It is desirable that all services in the same ecosystem support the same environment variable. Not a config option, not an option on the command line (although this is reversible, of course), but immediately by default from the environment. You should be able to get as many logs as possible if something goes wrong and as few logs as possible, if all is well.

Fixed dependency versions

Dependencies for package managers are fixed, including minor versions (for example, cool_framework = 2.5.3).

This has already been discussed a lot, of course. Some fix dependencies on major versions, hoping that only minor bug fixes and security fixes will be in minor versions. It is not right.

Each change in each dependency should be reflected in a separate commit. So that it can be canceled in case of problems. Is it hard to control with your hands? There are useful robots, that will follow the updates and create Pull Requests for you for each of them.

Dockerized

The repository contains production-ready Dockerfile and docker-compose.yml

Docker has long been the standard for many companies. There are exceptions, but even if you don’t have Docker in production, any engineer should be able to just do docker-compose up and not think about anything else to get a dev assembly for local verification. And the system administrator must have the assembly already verified by the developers with the necessary versions of libraries, utilities, and so on, in which the application at least somehow works to adapt it to production.

Environment configuration

All important configuration options are read from the environment and the environment takes precedence higher than configuration files (but lower than command line arguments at startup).

No one will ever want to read your configuration files and study their format. Just accept it.

Readiness and liveness probes

Contains appropriate endpoints or cli commands to test readiness to serve requests at startup and uptime throughout life.

If the application serves HTTP requests, it should have two interfaces by default:

To verify that the application is live, a Liveness test is used. If the application does not respond, it may be automatically stopped by orchestrators like Kubernetes, “but this is not accurate.” In fact, killing a frozen application can cause a domino effect and permanently put down your service. But this is not a developer problem, just do this endpoint.

To verify that the application has not just started, but is ready to accept requests, a Readiness test is performed. If the application has established a connection to the database, queuing system, and so on, it should respond with a status of 200 to 400 (for Kubernetes).

Resource limits

Contains limits on the consumption of memory, CPU, disk space and any other available resources in a consistent format.

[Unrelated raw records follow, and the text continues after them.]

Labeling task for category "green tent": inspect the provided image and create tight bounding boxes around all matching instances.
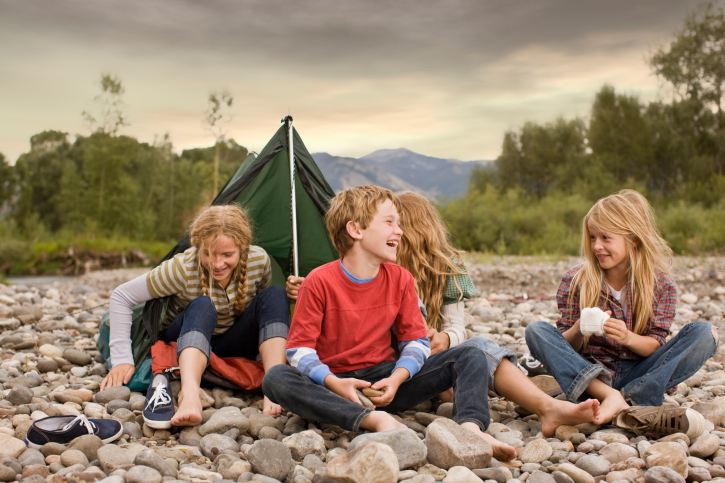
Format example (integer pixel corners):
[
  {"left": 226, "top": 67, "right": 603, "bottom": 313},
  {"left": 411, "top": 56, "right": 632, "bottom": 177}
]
[
  {"left": 97, "top": 116, "right": 338, "bottom": 390},
  {"left": 164, "top": 116, "right": 338, "bottom": 287}
]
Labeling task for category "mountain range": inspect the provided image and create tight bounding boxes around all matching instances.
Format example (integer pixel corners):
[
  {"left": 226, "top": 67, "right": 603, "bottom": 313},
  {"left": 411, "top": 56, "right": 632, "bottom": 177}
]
[{"left": 312, "top": 148, "right": 492, "bottom": 200}]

The specific implementation of this item will be very different in different organizations and for different orchestrators. However, these limits must be set in a single format for all services, be different for different environments (prod, dev, test, …) and be outside the repository with application code.

Assembly and delivery are automated

The CI / CD system used in your organization or project is configured and can deliver the application to the desired environment according to the accepted workflow.

Nothing is ever delivered to production manually.

No matter how difficult it is to automate the assembly and delivery of your project, this must be done before this project gets into production. This item includes building and running Ansible / Chef cookbooks / Salt / …, building applications for mobile devices, building a pool of the operating system, building images of virtual machines, whatever.

Can’t automate? So you can’t run this into the world. After you, no one will collect it.

Graceful shutdown

The application can process SIGTERM and other signals and systematically interrupt its work after the end of processing the current task.

This is an extremely important point. Docker processes become orphaned and work for months in the background where no one sees them. Nontransactional operations break in the middle of execution, creating data inconsistency between services and databases. This leads to errors that cannot be foreseen and can be very, very expensive.

If you do not control any dependencies and cannot guarantee that your code will correctly process SIGTERM, use something like dumb-init.

Database connection checked regularly

The application constantly pings the database and automatically responds to the “loss of connection” exception for any requests, trying to restore it on its own or correctly terminates its work

I saw many cases (this is not just a turn of speech) when services created for processing queues or events lost their connection by timeout and began to endlessly pour errors into the logs, returning messages to queues, sending them to Dead Letter Queue or simply not doing their job.

Scaled horizontally

When the load increases, it is enough to run more application instances to ensure that all requests or tasks are processed.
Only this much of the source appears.